5 minutes on it? Yeah, it'd work - maybe 80% of the effectiveness as being on it your whole surface interval - but you'd still have all of the disadvantages, saving yourself only being tethered to a bottle for 40 minutes and maybe a reduction in cost. One of the reasons that it works so well in decompression diving is because you're not only breathing it, but also reducing your intake of nitrogen at depth by replacing a gas with nitrogen in it for a gas with no nitrogen in it. In short, you're better off switching to a decompression bottle - say, 50% O2 at 70' - than you are breathing 100% oxygen at the surface, after you've already ongassed the nitrogen.
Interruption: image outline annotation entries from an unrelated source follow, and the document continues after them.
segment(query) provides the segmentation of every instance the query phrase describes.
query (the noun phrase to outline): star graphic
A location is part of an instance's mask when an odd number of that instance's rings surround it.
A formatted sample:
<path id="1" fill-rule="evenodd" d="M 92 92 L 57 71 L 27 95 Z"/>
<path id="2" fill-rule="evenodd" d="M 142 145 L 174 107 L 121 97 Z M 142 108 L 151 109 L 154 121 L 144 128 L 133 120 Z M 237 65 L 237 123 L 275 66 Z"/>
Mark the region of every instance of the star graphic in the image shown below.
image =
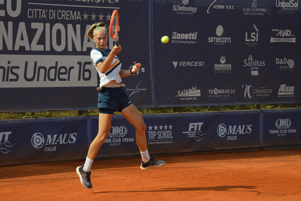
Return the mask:
<path id="1" fill-rule="evenodd" d="M 85 19 L 86 19 L 87 20 L 88 20 L 88 16 L 89 16 L 89 15 L 87 14 L 87 12 L 85 12 L 85 14 L 84 15 L 82 15 L 83 16 L 84 16 L 84 20 L 85 20 Z"/>
<path id="2" fill-rule="evenodd" d="M 108 20 L 109 21 L 111 19 L 111 16 L 110 15 L 110 13 L 108 14 L 107 15 L 106 15 L 106 17 L 107 17 L 107 21 Z"/>
<path id="3" fill-rule="evenodd" d="M 159 127 L 160 128 L 160 130 L 162 130 L 162 127 L 163 127 L 162 126 L 162 125 L 160 125 L 160 126 Z"/>
<path id="4" fill-rule="evenodd" d="M 92 17 L 92 19 L 91 19 L 91 20 L 92 20 L 93 19 L 94 19 L 94 20 L 95 20 L 95 17 L 96 17 L 96 15 L 95 15 L 94 14 L 94 12 L 93 12 L 93 15 L 91 15 L 91 17 Z"/>
<path id="5" fill-rule="evenodd" d="M 169 127 L 169 129 L 171 130 L 171 127 L 172 127 L 172 126 L 171 125 L 171 124 L 170 124 L 170 126 L 168 126 L 168 127 Z"/>
<path id="6" fill-rule="evenodd" d="M 102 21 L 104 21 L 104 15 L 103 15 L 102 13 L 100 13 L 100 15 L 98 15 L 98 17 L 99 17 L 99 20 L 101 19 Z"/>
<path id="7" fill-rule="evenodd" d="M 153 128 L 153 127 L 151 125 L 150 125 L 149 127 L 148 127 L 148 128 L 149 128 L 150 129 L 148 130 L 152 130 L 152 128 Z"/>
<path id="8" fill-rule="evenodd" d="M 154 127 L 154 128 L 155 129 L 155 130 L 157 130 L 157 128 L 158 128 L 158 127 L 157 126 L 157 125 L 155 125 L 155 126 Z"/>
<path id="9" fill-rule="evenodd" d="M 165 129 L 165 130 L 167 130 L 167 127 L 168 127 L 167 126 L 166 126 L 166 124 L 165 124 L 165 126 L 164 126 L 164 128 Z"/>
Simplest way - wait it out. You'll want an hour surface interval anyway to switch tanks and all that jazz. The idea of adding 100% (and 50% is almost as effective, has a deeper operational depth, and can be had easier) really only becomes a big benefit to you at depth.
...And for that, I recommend professional training. Start with a nitrox course and move into a "technical" course where they teach staged decompression diving.
There is NOTHING to doing this....The pre-requisite is that you must have good bouyancy skills, and be able to hold your 20 foot stop depth within 5 feet, no matter what. As this is incredibly easy for an advanced diver ( if it is NOT easy, the person is NOT an advanced diver !!!!!) , this is a great solution for you.